The heft of the door slows me down but cannot stop me, and I’m hardly in the door before I see a familiar face. Mike has come in from his office next door on his way to the bank. He’ll check-in on my health, and then make some brief but enjoyable conversation about my dating life or pop culture or Windsor politics.
Making my way to the register amongst the Red Sox posters and baseball paraphernalia, I’m always happy to see Karen, the owner, buzzing about behind the counter. She looks up distractedly, but brightens with a familiar smile when she recognizes me.
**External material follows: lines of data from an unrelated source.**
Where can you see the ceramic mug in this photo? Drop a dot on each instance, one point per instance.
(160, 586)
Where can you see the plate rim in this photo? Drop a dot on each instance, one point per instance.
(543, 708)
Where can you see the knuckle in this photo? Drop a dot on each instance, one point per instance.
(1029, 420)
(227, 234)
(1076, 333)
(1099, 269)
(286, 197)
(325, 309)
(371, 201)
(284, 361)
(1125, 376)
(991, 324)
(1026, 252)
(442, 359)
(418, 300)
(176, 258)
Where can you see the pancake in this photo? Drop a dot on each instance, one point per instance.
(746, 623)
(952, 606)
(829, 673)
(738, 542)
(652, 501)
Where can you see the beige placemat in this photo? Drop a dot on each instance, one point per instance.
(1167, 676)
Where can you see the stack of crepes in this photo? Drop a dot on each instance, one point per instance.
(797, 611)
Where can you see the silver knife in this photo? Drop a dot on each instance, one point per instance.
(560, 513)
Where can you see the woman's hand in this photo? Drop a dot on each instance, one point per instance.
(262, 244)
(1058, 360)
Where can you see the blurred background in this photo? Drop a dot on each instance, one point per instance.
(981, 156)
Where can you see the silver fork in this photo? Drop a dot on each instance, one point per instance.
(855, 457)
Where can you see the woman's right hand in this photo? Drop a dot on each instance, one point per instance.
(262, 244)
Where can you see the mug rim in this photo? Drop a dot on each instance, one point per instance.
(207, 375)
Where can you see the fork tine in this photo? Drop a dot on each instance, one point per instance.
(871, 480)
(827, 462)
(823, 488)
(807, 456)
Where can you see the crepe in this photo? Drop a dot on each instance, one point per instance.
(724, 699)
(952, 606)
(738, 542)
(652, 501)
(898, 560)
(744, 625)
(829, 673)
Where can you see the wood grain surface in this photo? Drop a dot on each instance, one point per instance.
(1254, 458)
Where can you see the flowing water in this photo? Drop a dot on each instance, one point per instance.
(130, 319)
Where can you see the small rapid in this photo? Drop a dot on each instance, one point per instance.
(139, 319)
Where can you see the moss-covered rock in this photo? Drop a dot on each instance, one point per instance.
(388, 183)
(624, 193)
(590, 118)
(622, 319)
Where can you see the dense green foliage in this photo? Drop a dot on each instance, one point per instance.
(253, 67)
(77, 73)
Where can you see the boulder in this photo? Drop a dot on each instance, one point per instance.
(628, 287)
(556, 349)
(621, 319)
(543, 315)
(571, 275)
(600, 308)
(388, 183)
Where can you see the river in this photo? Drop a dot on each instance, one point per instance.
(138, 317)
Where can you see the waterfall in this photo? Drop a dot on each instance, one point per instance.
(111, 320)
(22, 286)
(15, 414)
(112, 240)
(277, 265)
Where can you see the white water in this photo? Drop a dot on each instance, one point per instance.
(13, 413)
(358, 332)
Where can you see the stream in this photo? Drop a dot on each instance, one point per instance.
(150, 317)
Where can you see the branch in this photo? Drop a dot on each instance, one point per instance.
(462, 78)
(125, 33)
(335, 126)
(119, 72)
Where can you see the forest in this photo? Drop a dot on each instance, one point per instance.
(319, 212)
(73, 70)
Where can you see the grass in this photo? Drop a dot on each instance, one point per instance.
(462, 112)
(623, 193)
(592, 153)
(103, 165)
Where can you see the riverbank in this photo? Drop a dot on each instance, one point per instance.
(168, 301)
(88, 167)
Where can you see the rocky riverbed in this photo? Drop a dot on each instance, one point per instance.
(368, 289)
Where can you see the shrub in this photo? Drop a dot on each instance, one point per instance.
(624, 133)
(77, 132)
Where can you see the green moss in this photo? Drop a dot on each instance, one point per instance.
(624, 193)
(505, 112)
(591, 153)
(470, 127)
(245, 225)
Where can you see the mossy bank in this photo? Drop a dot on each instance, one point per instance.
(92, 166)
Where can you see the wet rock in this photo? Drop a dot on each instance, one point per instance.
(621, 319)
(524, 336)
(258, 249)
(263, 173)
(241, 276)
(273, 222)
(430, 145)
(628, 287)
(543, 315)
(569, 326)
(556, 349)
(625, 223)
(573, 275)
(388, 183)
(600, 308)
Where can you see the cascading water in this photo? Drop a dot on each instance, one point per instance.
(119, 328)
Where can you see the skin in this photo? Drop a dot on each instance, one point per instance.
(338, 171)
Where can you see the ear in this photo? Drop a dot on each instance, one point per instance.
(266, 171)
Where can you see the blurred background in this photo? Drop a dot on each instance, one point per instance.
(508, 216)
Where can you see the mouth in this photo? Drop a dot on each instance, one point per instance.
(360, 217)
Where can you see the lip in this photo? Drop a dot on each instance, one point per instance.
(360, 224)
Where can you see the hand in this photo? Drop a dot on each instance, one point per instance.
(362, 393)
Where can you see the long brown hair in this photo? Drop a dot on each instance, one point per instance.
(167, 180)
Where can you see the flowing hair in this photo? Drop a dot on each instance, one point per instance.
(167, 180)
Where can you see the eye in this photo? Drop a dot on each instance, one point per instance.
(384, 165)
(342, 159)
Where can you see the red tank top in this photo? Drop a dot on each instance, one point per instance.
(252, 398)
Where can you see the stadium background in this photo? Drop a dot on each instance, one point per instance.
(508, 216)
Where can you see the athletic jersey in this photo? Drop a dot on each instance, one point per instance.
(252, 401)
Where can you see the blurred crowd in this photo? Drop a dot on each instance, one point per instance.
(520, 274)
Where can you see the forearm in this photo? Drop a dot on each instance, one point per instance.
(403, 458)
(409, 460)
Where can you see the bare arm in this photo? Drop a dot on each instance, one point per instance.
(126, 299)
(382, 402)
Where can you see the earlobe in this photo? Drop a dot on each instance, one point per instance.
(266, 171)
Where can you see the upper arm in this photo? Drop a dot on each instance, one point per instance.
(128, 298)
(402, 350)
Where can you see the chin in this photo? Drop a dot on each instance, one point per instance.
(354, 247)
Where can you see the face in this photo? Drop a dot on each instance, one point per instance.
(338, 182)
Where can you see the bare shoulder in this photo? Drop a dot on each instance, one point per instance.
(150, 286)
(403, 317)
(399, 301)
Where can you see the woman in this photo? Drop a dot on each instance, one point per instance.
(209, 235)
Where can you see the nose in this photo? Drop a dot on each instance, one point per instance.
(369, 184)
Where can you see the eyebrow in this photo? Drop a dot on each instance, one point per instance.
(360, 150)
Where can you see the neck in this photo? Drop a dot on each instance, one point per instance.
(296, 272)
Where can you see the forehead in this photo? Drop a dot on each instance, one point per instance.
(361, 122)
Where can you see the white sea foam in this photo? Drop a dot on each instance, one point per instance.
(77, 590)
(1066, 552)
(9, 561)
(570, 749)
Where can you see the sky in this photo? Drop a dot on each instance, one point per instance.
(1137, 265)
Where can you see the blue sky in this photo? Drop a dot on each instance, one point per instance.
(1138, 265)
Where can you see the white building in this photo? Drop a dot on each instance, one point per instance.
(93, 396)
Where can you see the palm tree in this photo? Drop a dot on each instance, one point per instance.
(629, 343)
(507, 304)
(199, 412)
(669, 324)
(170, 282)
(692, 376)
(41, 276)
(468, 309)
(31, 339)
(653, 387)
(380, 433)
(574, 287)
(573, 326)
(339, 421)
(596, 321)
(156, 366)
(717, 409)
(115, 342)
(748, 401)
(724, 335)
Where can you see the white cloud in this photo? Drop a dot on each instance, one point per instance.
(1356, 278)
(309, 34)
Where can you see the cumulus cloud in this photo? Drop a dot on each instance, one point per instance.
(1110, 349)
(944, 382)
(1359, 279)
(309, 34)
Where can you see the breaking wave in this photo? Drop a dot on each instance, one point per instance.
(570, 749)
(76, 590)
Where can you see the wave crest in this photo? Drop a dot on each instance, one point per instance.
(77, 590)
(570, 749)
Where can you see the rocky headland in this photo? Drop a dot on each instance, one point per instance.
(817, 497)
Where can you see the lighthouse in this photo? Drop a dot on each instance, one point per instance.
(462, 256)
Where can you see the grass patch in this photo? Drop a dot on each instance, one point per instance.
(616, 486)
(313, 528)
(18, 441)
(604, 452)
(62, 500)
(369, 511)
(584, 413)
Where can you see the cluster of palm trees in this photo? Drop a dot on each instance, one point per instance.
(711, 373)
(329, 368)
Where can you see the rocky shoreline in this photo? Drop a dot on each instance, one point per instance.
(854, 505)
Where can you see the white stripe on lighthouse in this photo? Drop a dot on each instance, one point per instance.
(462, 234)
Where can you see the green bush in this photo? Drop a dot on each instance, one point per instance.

“Hi, Kerry! How are you?” she asks.
Honestly? If I were being utterly frank, I’d tell her that I feel like a bump on a log. That this is the first time I’ve left my house since my chemo infusion two days ago. I’d bitch that, even if I had the energy to move, I’m often afraid to travel too far from the Throne Room. Because I’m Colon Cancer royalty. I cried three times this morning before breakfast, and last week, I signed the revised version of my last will and testament. Though I’m smiling now because I’m genuinely happy to be here, out of the house and ready for a treat, things suck a lot of the time.
What I actually tell her is that I’m “hanging in there.” It’s my go-to answer. It’s true, but not too depressing for the average bear. I offer a few extra details to her because she is one who works to keep track of my infusions, breaks, and surgeries. But I keep the hard stuff to a minimum because it doesn’t help either of us to dwell on the crap.
She asks if I’m still on the med that causes cold sensitivity before she decides if I’m there to get my chai latte hot or iced. A morning cup should always be hot, so I tell her that, even though I’m okay with cold these days. She adds 2% milk (gone are the days when she has to ask if it’s this or skim) to a large cup (she hasn’t let me order a small since my diagnosis), then asks, “Just nutmeg, right?”
We update each other about our sons – hers in his second year of college, and my two in the throes of their junior high and high school basketball seasons. There is almost always a Yellow Jacket painted on the shop window because Windsor school spirit abounds here. I wonder if it would it be weird if I asked her to paint the school mascot in an infusion chair, getting a dose of chemo…
We pause our conversation while the steamer wand gets my drink piping hot. She makes sure that the lid is put on tight and the opening is taped up. Grabbing the cup, I turn and head toward the door, savoring my first sip of creamy spicy tea. I try not to reveal in my face just how eager I am to get back home or how hard it was to come out in the first place.
This field trip to Boston Dreams is a miracle. A teeny tiny miracle. While the chai warms my body, the familiar faces and voices warm my heart. Having a place to go where I’m known reminds me that I’m still alive. It gives me the opportunity to dip my toes back into the real world in between moments of recovery and self-pity.
At the door, I stop in my tracks as I remember one very important thing. I pivot and walk back toward the counter, holding out my hand. I don’t have to say a word. Karen reaches under the counter and places a doggie treat into my palm. She sends Moxie her love.